Research conducted at UBC has changed the world in many ways, from ensuring sustainable use of coastal marine ecosystems through UBC’s Project Seahorse to developing composite materials used in commercial aircraft. By enabling multiple ‘Research to Innovation’ pathways, UBC helps take new knowledge generated from research through to socio-economic impact. Some of these pathways, such as commercialization through licensing and patenting, have been supported for 30 years, with many notable achievements.

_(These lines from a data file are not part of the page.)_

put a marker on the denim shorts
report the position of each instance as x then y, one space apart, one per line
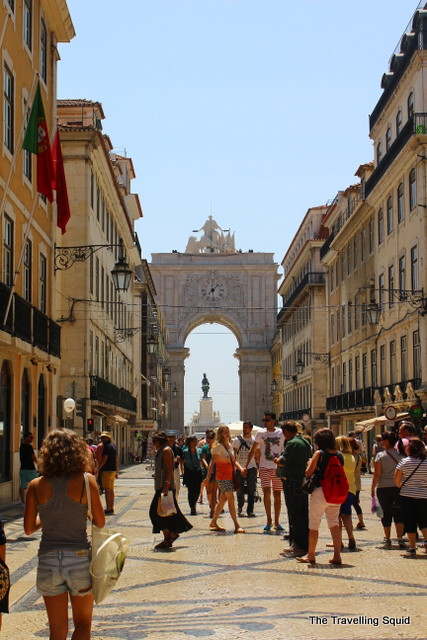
64 571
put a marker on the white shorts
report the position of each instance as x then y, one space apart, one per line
318 506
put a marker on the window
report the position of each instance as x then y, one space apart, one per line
26 275
7 277
389 215
373 368
380 226
381 287
393 361
356 311
43 284
412 190
400 203
391 286
363 245
371 236
402 276
382 365
388 139
414 268
410 105
379 152
8 109
399 122
43 50
364 370
417 353
28 23
403 357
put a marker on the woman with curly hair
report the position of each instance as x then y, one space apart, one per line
223 459
57 504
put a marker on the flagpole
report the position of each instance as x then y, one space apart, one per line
21 257
18 145
3 31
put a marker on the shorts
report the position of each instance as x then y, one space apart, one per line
225 485
318 506
64 571
346 506
108 478
268 478
25 477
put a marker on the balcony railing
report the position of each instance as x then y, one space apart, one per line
28 323
312 278
105 391
366 397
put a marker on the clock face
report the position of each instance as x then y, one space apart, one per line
212 290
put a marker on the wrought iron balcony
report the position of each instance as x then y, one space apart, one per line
105 391
28 323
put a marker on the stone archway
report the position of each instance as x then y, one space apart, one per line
232 288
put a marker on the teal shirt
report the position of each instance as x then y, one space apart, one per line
294 459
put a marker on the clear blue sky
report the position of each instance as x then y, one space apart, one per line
255 110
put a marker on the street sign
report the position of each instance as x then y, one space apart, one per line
390 412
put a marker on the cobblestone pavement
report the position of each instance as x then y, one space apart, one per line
226 586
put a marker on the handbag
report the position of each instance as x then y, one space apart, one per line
309 483
166 506
109 550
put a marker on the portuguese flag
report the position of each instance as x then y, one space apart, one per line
36 141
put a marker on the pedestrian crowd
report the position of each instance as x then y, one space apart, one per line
318 479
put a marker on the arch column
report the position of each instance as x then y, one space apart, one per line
176 358
255 380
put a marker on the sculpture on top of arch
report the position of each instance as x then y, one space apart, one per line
213 240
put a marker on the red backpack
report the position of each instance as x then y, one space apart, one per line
334 484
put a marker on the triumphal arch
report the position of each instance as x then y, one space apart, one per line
212 281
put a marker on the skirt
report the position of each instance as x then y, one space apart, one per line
176 523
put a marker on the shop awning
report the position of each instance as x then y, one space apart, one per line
367 425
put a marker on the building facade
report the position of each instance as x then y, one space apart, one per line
29 334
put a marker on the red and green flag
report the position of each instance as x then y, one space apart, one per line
62 204
36 141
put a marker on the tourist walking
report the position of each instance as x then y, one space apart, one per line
223 459
411 477
385 487
109 470
291 467
269 442
192 471
28 461
324 439
247 481
57 504
174 524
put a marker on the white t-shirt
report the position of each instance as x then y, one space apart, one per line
271 446
242 455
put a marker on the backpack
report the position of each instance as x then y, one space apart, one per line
334 483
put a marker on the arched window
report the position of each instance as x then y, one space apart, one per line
400 203
5 421
412 189
379 152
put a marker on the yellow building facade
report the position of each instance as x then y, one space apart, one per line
29 335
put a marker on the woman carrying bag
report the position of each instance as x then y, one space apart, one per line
171 524
57 504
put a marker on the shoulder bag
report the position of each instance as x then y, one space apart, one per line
109 550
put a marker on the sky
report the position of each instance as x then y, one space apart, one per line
249 110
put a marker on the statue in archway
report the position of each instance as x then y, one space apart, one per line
205 386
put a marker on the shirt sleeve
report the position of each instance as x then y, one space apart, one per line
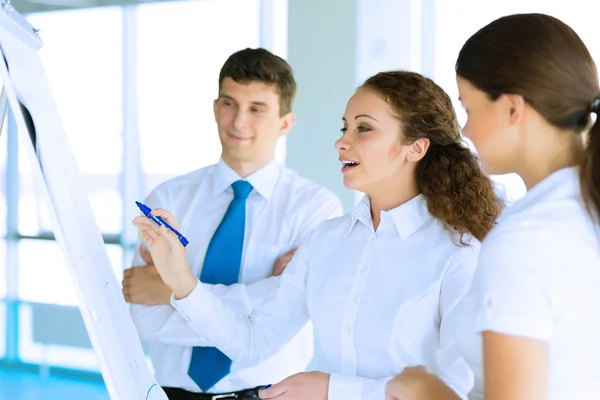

These include the largest licensing deal in Canadian history— the $140-million licensing of a drug for prostate cancer—and the provision of panoramic stitching software used in mobile phones throughout the world.
Since 2013, the university has offered support for new venture creation by students, faculty and staff through entrepreneurship@UBC (e@UBC). Many of these endeavours are already having an impact, including Acuva, an easy and low-footprint water-disinfection treatment based on light-emitting diodes (LEDs).
Knowledge exchange pathways that translate research results into policies and practices exist across the university. For example, research from the School of Population and Public Health, in partnership with provincial health care and research institutes, has been influential in setting and directing policy in cervical cancer prevention and reproductive health in Canada and around the globe. At the intersection of research, learning and engagement, these pathways extend and deepen UBC’s impact.